SAN FRANCISCO -- Come to the Water: Sharing the Rich Black Experience in San Francisco (ASPIRE SAN FRANCISCO) is cited in a Sunday, March 4 New York Times online story on the five African-American local organizations founded in 1852 as part of the National Underground Railroad.
Come to the Water is a textbook designed to meet the California history/social science standards as a psycho-social intervention to meet the objectives of the Education Code. A reporter for the Times local partner, Bay Citizen, attended a session of the seven-week course on teaching S.F. black history at Hannibal Lodge No. 1, the oldest Prince Hall lodge in the West. The course concludes with a summary on Monday, March 5 at 4:30 p.m. in the Latino-Hispanic Reading Room of the San Francisco Main Library to mark Black American Day.
In section 37221, the state Education Code designates: "(d) March 5, the anniversary of the death of Crispus Attucks, the first black American martyr of the Boston Massacre, known as "Black American Day" on which day schools shall include exercises and instruction on the development of black people in the United States."

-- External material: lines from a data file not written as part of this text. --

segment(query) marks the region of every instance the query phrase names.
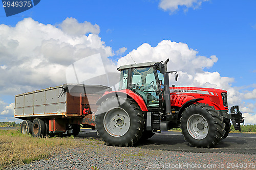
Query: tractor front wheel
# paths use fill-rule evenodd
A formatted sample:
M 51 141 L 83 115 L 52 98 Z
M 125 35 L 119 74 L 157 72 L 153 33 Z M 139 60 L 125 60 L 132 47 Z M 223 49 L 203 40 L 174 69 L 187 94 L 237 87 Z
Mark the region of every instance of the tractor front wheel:
M 213 147 L 222 140 L 225 134 L 223 116 L 205 104 L 188 107 L 182 113 L 180 122 L 185 139 L 193 146 Z
M 107 99 L 99 106 L 95 116 L 98 136 L 108 145 L 132 146 L 142 135 L 142 112 L 129 99 Z

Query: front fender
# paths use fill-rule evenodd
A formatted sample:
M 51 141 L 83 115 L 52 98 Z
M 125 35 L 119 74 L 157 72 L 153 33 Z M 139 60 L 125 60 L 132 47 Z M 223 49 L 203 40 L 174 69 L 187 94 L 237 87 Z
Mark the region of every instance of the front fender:
M 190 100 L 190 101 L 187 101 L 187 102 L 185 103 L 184 105 L 181 106 L 181 107 L 180 108 L 180 110 L 179 110 L 179 113 L 177 116 L 177 122 L 178 122 L 180 120 L 180 118 L 181 117 L 181 113 L 185 110 L 185 109 L 189 106 L 191 105 L 194 104 L 195 103 L 197 103 L 198 101 L 202 101 L 204 100 L 202 98 L 199 98 L 199 99 L 195 99 L 193 100 Z
M 108 93 L 101 96 L 101 98 L 97 101 L 96 105 L 100 105 L 101 102 L 105 101 L 108 98 L 110 98 L 113 96 L 116 96 L 117 98 L 118 97 L 118 96 L 122 96 L 125 98 L 133 99 L 138 104 L 142 111 L 148 111 L 143 98 L 131 90 L 114 91 Z

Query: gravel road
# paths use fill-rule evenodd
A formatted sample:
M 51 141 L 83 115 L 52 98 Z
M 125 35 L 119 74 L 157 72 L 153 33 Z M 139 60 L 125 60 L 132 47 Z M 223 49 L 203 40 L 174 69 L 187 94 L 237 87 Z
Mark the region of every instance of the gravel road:
M 256 155 L 108 147 L 95 138 L 82 148 L 8 169 L 256 169 Z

Filled with primary source documents and exercises using local landmarks, Come to the Water is designed for use in tandem with online exhibitions such as Gold Rush Abolitionists: the California Movement to Emancipation, the four-volume Our Roots Run Deep: the Black Experience in California, Vols. 1-4 and Black Heritage as Gap Closer, a study of educator capacity to provide culturallly responsive content, and a 16-week series From Civil War to Civil Rights, scheduled for April on ReUNION: Education-Arts-Heritage.